JICS implored the committee to do away with minimum sentencing and create a sentencing council to guide sentences. Drug-related and petty offences should be scrapped, and there was a need to decriminalise sex work.
“It is not a question of morality,” Justice Cameron told the Committee. “It is a question of the application of the criminal law.” Sex work should not fall within the purview of the criminal justice system.
He also expressed concern over the use of solitary confinement, “against the statute” and “in conflict with our constitution”. Three-year “behaviour modification programs” are implemented, during which time inmates are isolated for months or even years. There is no evidence that this is working, he said.
JICS wants the committee to engage with DCS and legislate “an explicit ban on solitary”, and to reconsider such practices, and increase access to education, rehabilitation programmes, exercise, visits and books.
Cameron also asked that steps be taken to ensure DCS officials are held accountable for “gross violations”. He mentioned the example of dogs being released on an inmate at Brandvlei prison in 2014. The inmate died, but the officials have still not been prosecuted.
In closing, Cameron highlighted the conditions for women in prisons.
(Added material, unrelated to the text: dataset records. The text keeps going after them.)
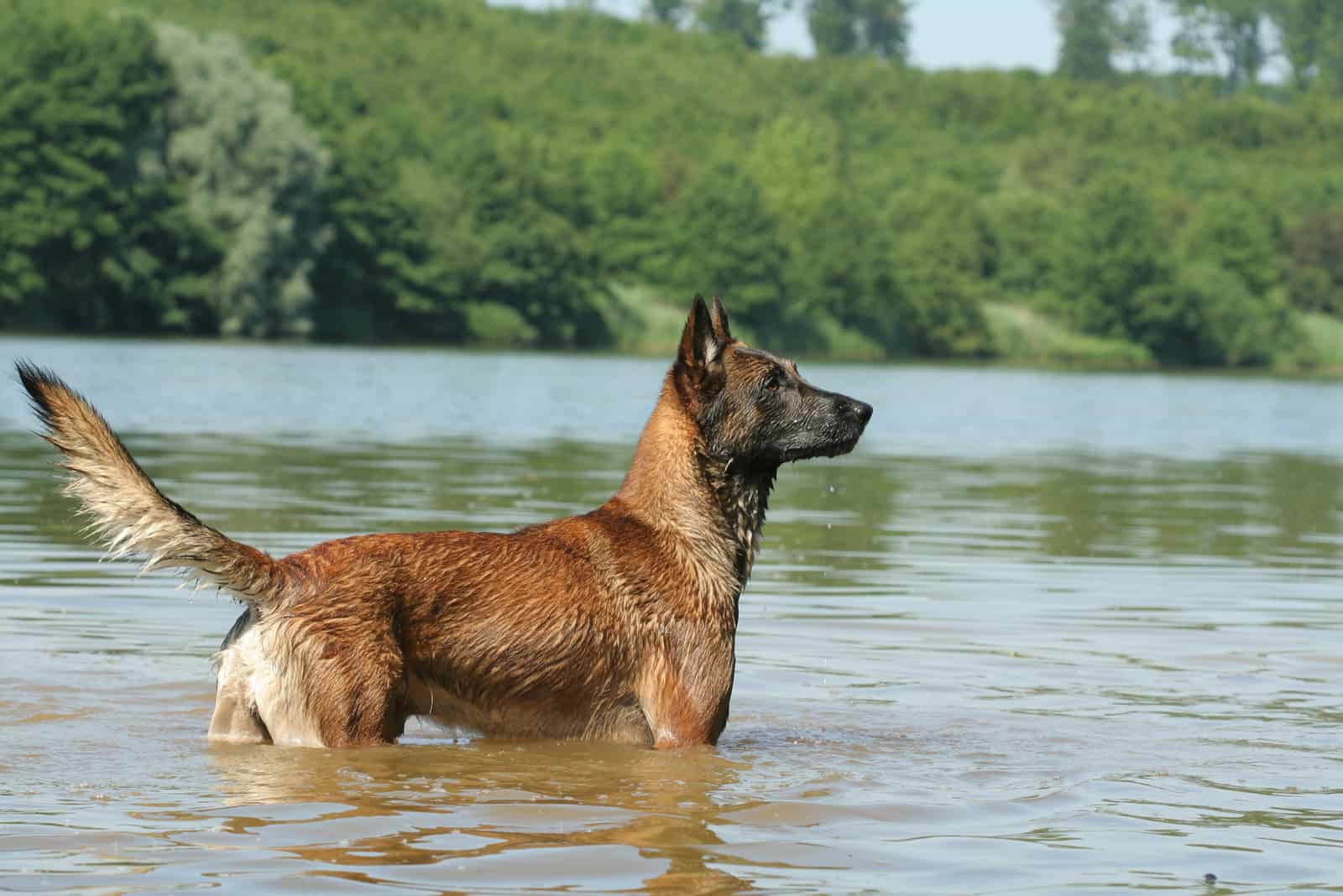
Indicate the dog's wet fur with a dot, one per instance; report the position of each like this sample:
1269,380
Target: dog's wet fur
614,625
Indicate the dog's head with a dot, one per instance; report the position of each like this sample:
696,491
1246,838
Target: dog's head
754,408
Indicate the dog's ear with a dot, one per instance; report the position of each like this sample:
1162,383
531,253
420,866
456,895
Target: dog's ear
720,322
702,349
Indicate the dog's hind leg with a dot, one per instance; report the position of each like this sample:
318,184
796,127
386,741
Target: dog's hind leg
235,719
359,690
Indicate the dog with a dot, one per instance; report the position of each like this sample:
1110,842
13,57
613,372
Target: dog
614,625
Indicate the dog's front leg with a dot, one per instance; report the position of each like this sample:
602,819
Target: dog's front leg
687,701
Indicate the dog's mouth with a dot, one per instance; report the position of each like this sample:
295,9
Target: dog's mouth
843,445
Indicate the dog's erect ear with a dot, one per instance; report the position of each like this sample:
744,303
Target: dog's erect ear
700,345
720,322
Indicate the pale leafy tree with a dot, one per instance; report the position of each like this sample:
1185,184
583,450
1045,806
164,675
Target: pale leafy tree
253,170
1095,33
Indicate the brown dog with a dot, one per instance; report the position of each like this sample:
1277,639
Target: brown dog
615,625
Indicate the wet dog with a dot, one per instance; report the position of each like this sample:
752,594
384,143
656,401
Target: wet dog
615,625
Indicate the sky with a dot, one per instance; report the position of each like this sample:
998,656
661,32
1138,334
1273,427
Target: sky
944,34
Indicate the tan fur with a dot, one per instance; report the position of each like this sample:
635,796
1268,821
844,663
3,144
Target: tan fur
615,625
Women face a lack of access to gender-specific health services, rehabilitation, and education. He gave an example of an imprisoned woman whose cervical cancer reached an advanced stage before it was detected and treated.
Committee members expressed appreciation for the workshop and agreed to consider JICS’s suggestions. In responses to the presentation, the members seemed to agree on many key issues.
It was decided that as a priority, judicial officers and judges should be engaged in best practices for sentencing and granting bail to not put unnecessary pressure on the prison system.
Another workshop will be held in March between JICS, the committee, and the Office of the Chief Justice (OCJ).
Disclosure: Justice Edwin Cameron is a member of the GroundUp board.